Tan often framed his decisions in terms of calculated risk—a principle he attributed to an MIT professor’s advice early in his career. That mindset, he noted, has guided him from venture investing to corporate turnarounds.

At Intel, calculated risk now defines the company’s approach to AI and semiconductor design. Tan discussed how the AI revolution was reshaping computing architectures, pushing the industry beyond traditional CPUs toward what he called the “XPU era”—a convergence of CPUs, GPUs, and specialized processors optimized for power efficiency and AI workloads.

He also spoke about the importance of fostering partnerships and open ecosystems.

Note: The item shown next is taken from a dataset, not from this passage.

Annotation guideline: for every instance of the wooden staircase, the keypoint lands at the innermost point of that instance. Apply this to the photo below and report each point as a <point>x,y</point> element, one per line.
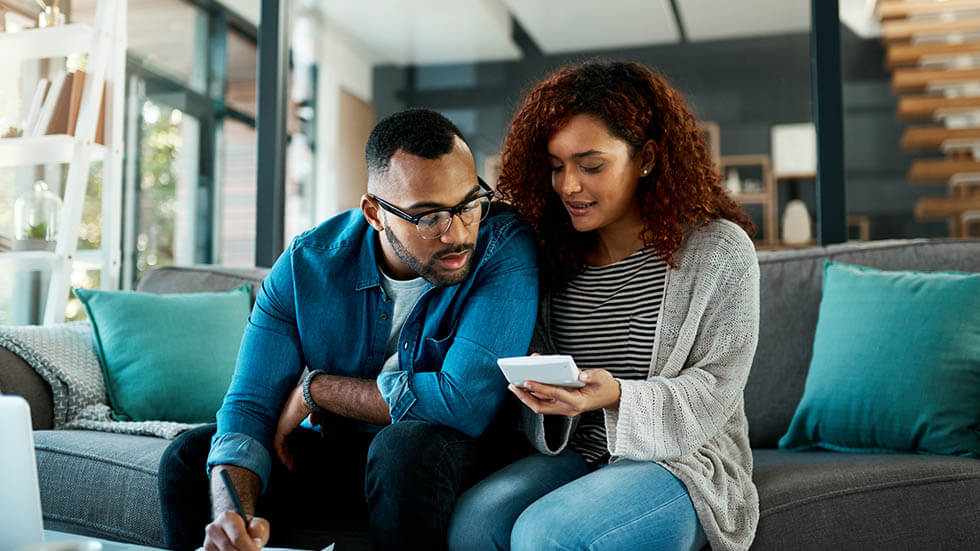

Despite fierce industry competition, Tan had built collaborations with leaders such as Nvidia to accelerate innovation. His willingness to partner with rivals reflected his conviction that AI’s future would depend on collaboration as much as competition.

Tan’s commitment to risk-balanced innovation extended to Intel’s Foundry business as well. While some investors had suggested divesting manufacturing operations, Tan reaffirmed their strategic value for national resilience and technological sovereignty. His approach: transform Intel’s foundries from a closed, insular model into a customer-oriented service business that mirrored the agility of top global competitors. That shift, he argued, would help position Intel at the center of the world’s AI supply chain.

Preparing for Tomorrow

As the conversation turned to the future, Tan reflected on the broader responsibilities of leadership in an AI-driven world. He spoke of recruiting and developing talent, describing how he personally courted top engineers to rebuild Intel’s technical bench. He acknowledged that rejuvenating a legacy company required personal commitment and emotional investment. 

Tan also connected AI innovation to broader societal goals, from sustainable computing to medical breakthroughs. He cited his interest, from his venture capitalist work, in using AI to advance cancer treatment, neuroscience, and mental health research, highlighting the importance of interdisciplinary collaboration between business and academia.

Tan’s message to leaders was clear: stay curious, stay humble, and take calculated risks. Reinvention, in his view, begins not with technology, but with mindset.